I propose we cleanup Nutch's tools as follows.
First, some definitions:
1. An "action" is an operation on Nutch data. For example, GenerateSegmentFromDB, FetchSegment, UpdateDB, IndexSegment, MergeIndexes, SearchServer, etc. are all actions.
2. A "tool" invokes an action from the command line.
The proposal:
1. Actions and tools should be separate classes, in separate files.
2. A tool class should define no methods other than a main() and perhaps those required to parse the command line. All application logic should be in the action class.
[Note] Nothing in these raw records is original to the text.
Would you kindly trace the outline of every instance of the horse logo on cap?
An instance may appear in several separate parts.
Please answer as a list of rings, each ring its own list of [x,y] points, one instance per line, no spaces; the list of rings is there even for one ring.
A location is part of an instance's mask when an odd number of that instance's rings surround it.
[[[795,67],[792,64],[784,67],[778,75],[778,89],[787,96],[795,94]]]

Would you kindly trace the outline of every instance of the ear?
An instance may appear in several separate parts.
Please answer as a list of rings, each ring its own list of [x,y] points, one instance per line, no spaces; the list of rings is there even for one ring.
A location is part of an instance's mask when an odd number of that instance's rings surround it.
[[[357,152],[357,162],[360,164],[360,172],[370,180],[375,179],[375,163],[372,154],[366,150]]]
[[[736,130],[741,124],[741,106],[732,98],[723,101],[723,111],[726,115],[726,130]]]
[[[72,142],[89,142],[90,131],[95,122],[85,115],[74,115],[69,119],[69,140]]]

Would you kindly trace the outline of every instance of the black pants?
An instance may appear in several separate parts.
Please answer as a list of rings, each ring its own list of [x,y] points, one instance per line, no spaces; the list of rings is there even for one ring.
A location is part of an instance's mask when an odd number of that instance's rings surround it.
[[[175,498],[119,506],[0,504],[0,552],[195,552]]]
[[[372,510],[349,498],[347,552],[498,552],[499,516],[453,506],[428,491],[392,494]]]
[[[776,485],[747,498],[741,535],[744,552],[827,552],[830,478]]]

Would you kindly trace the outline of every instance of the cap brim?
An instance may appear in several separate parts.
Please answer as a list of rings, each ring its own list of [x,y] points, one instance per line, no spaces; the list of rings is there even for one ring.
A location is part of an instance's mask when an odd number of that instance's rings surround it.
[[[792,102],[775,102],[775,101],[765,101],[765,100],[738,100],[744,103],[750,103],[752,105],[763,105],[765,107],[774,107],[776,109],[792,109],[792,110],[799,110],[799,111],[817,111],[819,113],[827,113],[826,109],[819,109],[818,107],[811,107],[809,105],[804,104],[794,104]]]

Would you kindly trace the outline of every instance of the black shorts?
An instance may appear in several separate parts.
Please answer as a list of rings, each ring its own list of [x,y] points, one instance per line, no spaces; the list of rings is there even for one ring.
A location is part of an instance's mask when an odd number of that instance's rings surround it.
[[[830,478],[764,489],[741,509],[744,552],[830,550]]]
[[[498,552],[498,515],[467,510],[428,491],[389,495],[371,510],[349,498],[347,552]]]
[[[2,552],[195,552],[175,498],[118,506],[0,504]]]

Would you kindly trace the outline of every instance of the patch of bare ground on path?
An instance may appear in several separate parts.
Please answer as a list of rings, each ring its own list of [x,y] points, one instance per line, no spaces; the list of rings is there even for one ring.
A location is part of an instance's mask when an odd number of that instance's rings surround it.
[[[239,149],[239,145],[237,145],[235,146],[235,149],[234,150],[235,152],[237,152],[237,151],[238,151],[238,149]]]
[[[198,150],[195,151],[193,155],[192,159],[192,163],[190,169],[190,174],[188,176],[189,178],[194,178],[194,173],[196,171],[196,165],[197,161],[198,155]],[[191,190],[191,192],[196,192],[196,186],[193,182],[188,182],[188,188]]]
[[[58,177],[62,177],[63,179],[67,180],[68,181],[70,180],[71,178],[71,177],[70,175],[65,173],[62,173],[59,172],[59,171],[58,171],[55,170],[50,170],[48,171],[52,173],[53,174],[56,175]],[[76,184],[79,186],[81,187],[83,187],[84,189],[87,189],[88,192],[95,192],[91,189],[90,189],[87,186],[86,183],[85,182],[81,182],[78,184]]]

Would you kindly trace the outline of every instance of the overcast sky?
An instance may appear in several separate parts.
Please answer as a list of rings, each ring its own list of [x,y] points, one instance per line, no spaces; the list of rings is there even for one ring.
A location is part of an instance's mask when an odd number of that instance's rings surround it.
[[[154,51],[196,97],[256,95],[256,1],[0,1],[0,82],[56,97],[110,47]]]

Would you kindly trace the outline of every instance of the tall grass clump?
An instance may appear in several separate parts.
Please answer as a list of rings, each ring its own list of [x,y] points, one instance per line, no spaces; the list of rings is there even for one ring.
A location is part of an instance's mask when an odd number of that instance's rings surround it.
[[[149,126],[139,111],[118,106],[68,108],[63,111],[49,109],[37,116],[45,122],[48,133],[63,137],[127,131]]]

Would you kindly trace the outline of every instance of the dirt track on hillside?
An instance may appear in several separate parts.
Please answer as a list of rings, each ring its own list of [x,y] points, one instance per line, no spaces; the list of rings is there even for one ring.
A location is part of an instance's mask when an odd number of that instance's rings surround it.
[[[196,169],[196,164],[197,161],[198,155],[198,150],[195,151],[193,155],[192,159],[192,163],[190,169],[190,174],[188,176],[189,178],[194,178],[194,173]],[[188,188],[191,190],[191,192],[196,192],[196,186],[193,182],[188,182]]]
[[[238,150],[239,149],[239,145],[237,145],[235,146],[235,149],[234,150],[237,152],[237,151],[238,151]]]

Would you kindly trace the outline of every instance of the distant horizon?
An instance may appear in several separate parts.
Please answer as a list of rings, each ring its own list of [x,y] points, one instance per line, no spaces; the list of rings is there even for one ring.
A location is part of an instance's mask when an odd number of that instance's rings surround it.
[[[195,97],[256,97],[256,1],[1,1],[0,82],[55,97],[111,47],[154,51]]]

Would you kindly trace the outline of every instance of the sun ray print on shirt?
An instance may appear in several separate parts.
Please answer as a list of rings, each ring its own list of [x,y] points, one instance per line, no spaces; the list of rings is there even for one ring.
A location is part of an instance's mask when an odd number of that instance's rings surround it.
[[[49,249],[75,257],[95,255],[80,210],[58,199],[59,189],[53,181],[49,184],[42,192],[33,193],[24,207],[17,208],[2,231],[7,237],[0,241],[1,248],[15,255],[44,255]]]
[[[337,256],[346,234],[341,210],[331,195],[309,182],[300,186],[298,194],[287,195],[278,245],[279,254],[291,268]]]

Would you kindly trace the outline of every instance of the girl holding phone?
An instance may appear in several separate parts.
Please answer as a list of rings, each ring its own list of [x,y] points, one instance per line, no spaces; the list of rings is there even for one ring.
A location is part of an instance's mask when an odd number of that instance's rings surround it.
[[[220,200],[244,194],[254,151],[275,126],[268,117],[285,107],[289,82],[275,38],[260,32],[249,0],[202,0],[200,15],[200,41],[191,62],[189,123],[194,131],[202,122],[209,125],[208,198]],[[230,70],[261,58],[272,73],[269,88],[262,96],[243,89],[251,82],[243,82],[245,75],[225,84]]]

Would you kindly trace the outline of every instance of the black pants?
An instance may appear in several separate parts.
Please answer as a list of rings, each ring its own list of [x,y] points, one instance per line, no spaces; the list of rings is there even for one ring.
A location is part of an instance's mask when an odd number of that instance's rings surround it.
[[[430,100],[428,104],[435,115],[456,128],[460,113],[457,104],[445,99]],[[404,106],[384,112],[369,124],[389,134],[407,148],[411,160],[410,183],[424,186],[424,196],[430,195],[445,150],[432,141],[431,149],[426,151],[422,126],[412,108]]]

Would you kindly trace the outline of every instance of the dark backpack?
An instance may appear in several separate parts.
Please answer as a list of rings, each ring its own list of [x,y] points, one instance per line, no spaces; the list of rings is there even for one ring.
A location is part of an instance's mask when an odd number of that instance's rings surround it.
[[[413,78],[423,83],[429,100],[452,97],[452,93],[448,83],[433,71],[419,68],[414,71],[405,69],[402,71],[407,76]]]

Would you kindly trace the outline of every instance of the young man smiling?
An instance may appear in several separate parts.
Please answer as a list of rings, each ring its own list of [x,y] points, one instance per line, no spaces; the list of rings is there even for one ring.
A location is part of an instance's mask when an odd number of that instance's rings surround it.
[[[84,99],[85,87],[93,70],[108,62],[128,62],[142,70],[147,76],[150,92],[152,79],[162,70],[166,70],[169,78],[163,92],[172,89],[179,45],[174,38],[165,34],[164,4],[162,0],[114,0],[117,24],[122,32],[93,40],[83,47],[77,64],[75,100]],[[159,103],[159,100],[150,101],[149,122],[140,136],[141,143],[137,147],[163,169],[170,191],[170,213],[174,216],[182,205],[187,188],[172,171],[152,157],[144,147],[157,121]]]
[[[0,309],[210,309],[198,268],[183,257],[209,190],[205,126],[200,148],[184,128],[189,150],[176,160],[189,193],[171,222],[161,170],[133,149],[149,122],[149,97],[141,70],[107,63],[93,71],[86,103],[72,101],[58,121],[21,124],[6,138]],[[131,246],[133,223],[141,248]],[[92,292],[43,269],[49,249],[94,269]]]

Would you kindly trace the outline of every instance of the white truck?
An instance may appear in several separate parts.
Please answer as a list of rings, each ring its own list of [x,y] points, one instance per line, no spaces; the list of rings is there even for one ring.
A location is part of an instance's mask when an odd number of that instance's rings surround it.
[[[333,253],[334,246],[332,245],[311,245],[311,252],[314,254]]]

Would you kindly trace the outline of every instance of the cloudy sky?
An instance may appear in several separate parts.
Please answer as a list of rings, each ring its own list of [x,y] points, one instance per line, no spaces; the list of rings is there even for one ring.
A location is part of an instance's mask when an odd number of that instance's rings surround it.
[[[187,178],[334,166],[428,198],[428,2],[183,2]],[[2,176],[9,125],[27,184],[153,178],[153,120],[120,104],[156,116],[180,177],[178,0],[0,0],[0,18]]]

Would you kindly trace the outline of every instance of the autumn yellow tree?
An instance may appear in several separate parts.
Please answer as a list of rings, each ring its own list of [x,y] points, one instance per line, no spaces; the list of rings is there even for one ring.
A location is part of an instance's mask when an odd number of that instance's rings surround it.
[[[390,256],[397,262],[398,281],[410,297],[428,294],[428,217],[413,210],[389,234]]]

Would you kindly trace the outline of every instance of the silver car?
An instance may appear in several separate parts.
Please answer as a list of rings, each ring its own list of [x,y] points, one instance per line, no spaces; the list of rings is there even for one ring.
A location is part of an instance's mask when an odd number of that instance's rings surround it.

3. All actions must implement the following interface:
public interface NutchConfigurable {
void setConf(NutchConf conf);
NutchConf getConf();
}4. Most actions should implement this by extending:
public class NutchConfigured implements NutchConfigurable {
private NutchConf conf;
public NutchConfigured(NutchConf conf) { setConf(conf); }
public void setConf(NutchConf conf) { this.conf = conf; }
public NutchConf getConf() { return conf; }
}5. All plugins must implement NutchConfigurable.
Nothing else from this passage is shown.